With a two-year-old $28 million recreational complex along Boyce Road, this prestigious South Hills address close to the Washington County line border continues to go big.

This community of spacious colonial homes with verdant, rolling lawns was recently ranked as the state’s No. 1 school district for the sixth straight year, based on students’ scores on the statewide PSSA exams. The high-school campus, rising like the Starship Enterprise at the corner of Washington and McLaughlin Run roads, was expanded and renovated in 2000.

The district followed that project with reconstruction of all three elementary schools and two middle schools—the latter to be completed this year. Now, community discussions center on new uses for the former Consol Energy campus on Washington Road.

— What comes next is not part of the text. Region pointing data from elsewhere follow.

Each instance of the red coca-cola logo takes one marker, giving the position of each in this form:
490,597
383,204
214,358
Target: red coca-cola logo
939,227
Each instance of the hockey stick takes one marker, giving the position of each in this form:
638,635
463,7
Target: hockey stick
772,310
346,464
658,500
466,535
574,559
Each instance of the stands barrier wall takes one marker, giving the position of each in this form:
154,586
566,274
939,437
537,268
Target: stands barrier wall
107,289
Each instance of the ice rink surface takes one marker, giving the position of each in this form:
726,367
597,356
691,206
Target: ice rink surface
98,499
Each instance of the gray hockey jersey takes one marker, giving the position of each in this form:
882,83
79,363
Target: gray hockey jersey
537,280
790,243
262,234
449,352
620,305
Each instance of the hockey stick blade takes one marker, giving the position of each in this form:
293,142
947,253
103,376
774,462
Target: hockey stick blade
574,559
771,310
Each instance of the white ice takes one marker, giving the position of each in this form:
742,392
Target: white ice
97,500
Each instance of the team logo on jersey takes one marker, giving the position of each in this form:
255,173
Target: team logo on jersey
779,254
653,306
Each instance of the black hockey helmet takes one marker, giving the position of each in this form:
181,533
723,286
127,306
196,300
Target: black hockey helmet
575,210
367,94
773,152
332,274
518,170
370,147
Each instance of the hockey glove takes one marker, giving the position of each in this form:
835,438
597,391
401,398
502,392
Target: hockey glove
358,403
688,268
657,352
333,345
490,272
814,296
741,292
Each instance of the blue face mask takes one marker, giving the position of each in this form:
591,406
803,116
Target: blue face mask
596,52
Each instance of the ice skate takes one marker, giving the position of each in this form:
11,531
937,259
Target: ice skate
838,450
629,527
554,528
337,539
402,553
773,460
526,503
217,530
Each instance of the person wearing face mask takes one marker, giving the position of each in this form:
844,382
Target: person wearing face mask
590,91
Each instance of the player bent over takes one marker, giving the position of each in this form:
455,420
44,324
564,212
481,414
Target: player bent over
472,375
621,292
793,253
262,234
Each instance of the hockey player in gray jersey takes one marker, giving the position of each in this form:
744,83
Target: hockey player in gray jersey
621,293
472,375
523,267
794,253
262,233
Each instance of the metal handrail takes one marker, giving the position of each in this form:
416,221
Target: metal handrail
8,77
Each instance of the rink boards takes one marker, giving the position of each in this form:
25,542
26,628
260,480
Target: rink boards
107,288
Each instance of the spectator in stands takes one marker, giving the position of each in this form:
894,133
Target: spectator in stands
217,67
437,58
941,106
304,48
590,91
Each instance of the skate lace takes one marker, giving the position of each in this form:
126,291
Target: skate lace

When the community of 19,000-plus began to explore options for a new community center 12 years ago, its plans were equally expansive. The result is a fitness center that apes the curve of the high-school building. Even outsiders happily pay membership fees to use its indoor and outdoor water parks, track and trails, fitness centers, gyms and other amenities.

“There’s nothing like it in the state,” says Paul Besterman, USC recreation director. “We worked on it for 10 years before it opened.” The 90,000-square-foot facility, located on 475 acres in the township’s Boyce Mayview Park, pays all operating costs through the sale of memberships. Some 9,000 folks—28 percent of them from outside the township—now use the center. A family can purchase an annual pass for $82.

Ten miles of trails, winding past community sports fields, are hard-scaped for cycling or walking. Annual events include an Earth Day Extravaganza, fall festival and kids’ triathlon. “What’s really cool is that we meet all ADA (Americans with Disabilities Act) standards,” says Besterman. “We’re working with the school district’s SNAP (special-needs adaptive program) to get everyone to participate.”